VOOS DE GALINHA DEZ 2006


Voos de galinha

 
     Notícias nos jornais vêm dando destaque a suposto desconforto entre o governo que se encerra e o que se iniciará a partir de janeiro de 2007.
     Embora garantindo que colocará o comboio nos trilhos, segundo as mesmas fontes, Teotonio Vilela Filho terá algumas dificuldades para administrar o Estado.
     O noticiário também insiste em insinuar que algumas secretarias terão dificuldades em fechar suas contas, por motivos nem sempre publicáveis.
     O leitor sabe como essas coisas funcionam. De repente, um caro correto e humilde é catapultado a uma condição de mando, com muito dinheiro em sua mão. Grana que com certeza não lhe pertence.
     No entanto, as facilidades começam a pintar. Daí não seja tão fácil resistir.
     A esse respeito, há algumas semanas descrevi um fictício secretário de governo que teria ido várias vezes a Europa, não porque era secretário e sim porque era possuidor da “camisa do homem feliz”.
     Vocês não imaginam a quantidade de mensagens querendo saber o nome desse secretário bem-sucedido. Dediquei tempo explicando aos mais curiosos que objetivamente não havia um alvo específico. Na realidade, o secretário que veste a “camisa do homem feliz” é uma síntese. Poderia perfeitamente ser um ministro.
     O fato é que independente de haver secretários malandros ou não, Teotonio Vilela não terá moleza no seu mandato. Inclusive porque a sociedade se tornou mais consciente e mais exigente. Certamente a comparação com o governo que se encerra será inevitável.
     Diferente sorte caberá ao presidente Luiz Inácio da Silva. Quando assumiu o primeiro mandato, Lula e seus companheiros responsabilizaram todos os fracassos ao comando anterior.

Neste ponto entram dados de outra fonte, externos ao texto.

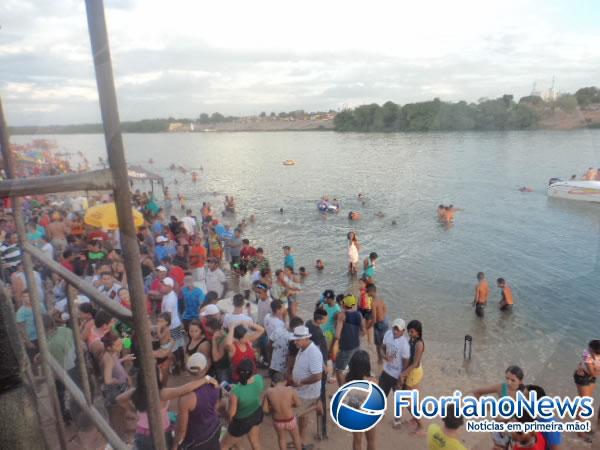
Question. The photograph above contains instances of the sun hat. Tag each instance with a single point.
(210, 310)
(300, 332)
(197, 363)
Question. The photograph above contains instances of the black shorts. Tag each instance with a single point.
(379, 330)
(479, 310)
(366, 313)
(387, 382)
(583, 380)
(241, 427)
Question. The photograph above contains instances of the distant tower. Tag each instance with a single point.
(552, 93)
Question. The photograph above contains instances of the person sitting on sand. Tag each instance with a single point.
(281, 400)
(446, 438)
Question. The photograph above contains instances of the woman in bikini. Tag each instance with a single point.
(585, 376)
(198, 342)
(413, 374)
(359, 368)
(514, 382)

     Para justificar as lambanças, “herança maldita” era uma expressão que fluía fácil da boca de todo aliado que se prezasse.
     Quatro anos se passaram. Não obstante a propaganda oficial, a administração petista foi uma celebração ao apadrinhamento e à corrupção.

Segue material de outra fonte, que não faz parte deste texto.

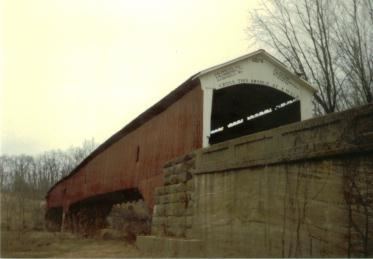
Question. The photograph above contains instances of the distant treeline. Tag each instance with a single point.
(34, 175)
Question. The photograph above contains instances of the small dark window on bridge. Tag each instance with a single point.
(137, 153)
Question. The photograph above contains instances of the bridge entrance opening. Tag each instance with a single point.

     Mesmo assim desmoralizado, jogando pesado com a máquina governista, conseguiu uma reeleição.
     Quis o destino que ao fim do primeiro mandato a incompetência explodisse. Se já não bastassem o caos no SUS e na segurança pública, a bagaceira na aviação comercial tornou-se o prato do dia dos comentários. É o retrato fiel de um governo que tem voos de galinha.